The six weeks I spent in Paris was pretty well supervised. I studied at the American University of Paris (AUP) and stayed in the housing provided by the University. I took two summer classes, but I highly suggest only taking one. You’d think six weeks is plenty of time to explore Paris and still get your work done but it’s not; it’s actually much more time consuming then you’d think. I had four other roommates, all from different parts of the United States, and it was pretty much just like summer camp – minus singing around the campfire.

Tomorrowland, a major EDM festival that takes place every year at the end of July in Boom, Belgium just so happened to be the weekend my program ended, July 25 – July 27. I had already planned on visiting Brussels, Belgium during that time, so with some extreme determination and without hesitation, I luckily managed to buy a ticket, (my hotel was already booked) and catch a train.

I stayed in Brussels from July 25 – July 29. I went to Tomorrowland, by myself. I explored Brussels, by myself. I hoped on a train to Germany, by myself. And then I ended my trip with a week in Amsterdam, by myself. In fact, the moment I left Paris, I left the comfort of being with friends and having a support group behind me. For instance, if I encountered any problems in Paris, it was easy enough to call a roommate or go straight to the AUP Student Affairs office. But, once my program ended and I ventured off into the foreign, unknown world of Europe, I was entirely on my own.

It’s actually not as bad as you might think. I was able to do what I wanted, when I wanted, without having to worry about anyone else. If I wanted to go to the Anne Frank Museum in Amsterdam, I went. I was determined to go to Tomorrowland, so I went. I didn’t have to worry about anyone not wanting to do what I wanted to or be forced to miss out on opportunities simply because I didn’t have anybody to go with. Of course, it would have been totally awesome to have had a friend with me – I would have been able to do a lot more, like go out to the bars without having to worry about being taken, but I didn’t let the simple fact that I was alone hold me back from doing anything that I wanted to do.

I will say though, the entire time that I was traveling on my own in Europe I was aware of my surroundings and the potential risks and dangers involved. As nice and friendly as everybody was, I never once told anybody that I was traveling alone. I consider myself to be quite an adorable 22-year-old American female and I’ve seen the movie Taken and the four hour Human Trafficking special on Lifetime – that wasn’t going to happen to me because I wasn’t going to let it.

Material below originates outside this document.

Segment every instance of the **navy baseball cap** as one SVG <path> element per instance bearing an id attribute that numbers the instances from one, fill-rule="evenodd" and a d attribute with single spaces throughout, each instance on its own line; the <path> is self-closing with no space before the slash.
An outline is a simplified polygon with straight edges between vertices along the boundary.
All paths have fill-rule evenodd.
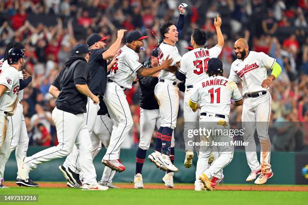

When your out with friends, it’s easy to go out, drink a little too much and know that you’re friends aren’t going to let anything happen to you. But when your alone in a foreign country with no family or friends on the same continent, it’s a lot different. You ALWAYS have to be aware of your surroundings. Never tell anyone that your alone or where you’re staying, never drink too much (or take drinks from strangers), avoid being overly friendly and know exactly how to get back to the hotel. Oh, and definitely learn the fire and police department numbers because there different in each country.

I chose to stay in hotels rather than in hostels. Yep, I saw that movie too. Even though hostels are extremely cheap, I was alone and figured it was safer, not just for my own well-being, but for my personal items, to spend a little extra money for a little more comfort and security.

This isn’t to scare you from studying abroad. Obviously, I’m alive and well and the experience I had is indescribable. It’s a tremendous learning experience that you will benefit tremendously from. It’s funny, because after having traveled all summer on my own, I’ve noticed subtle differences about myself. I feel that I am much more open, tolerant and accepting of people, I’m not afraid to be alone, and I’m genuinely much happier. Being on your own isn’t scary; it’s actually quite liberating. But as a young college female, it’s better and safer to be aware of the risks and to be smart about making decisions. But, I can almost guarantee that if and when you do travel abroad, the experience will be forever life changing.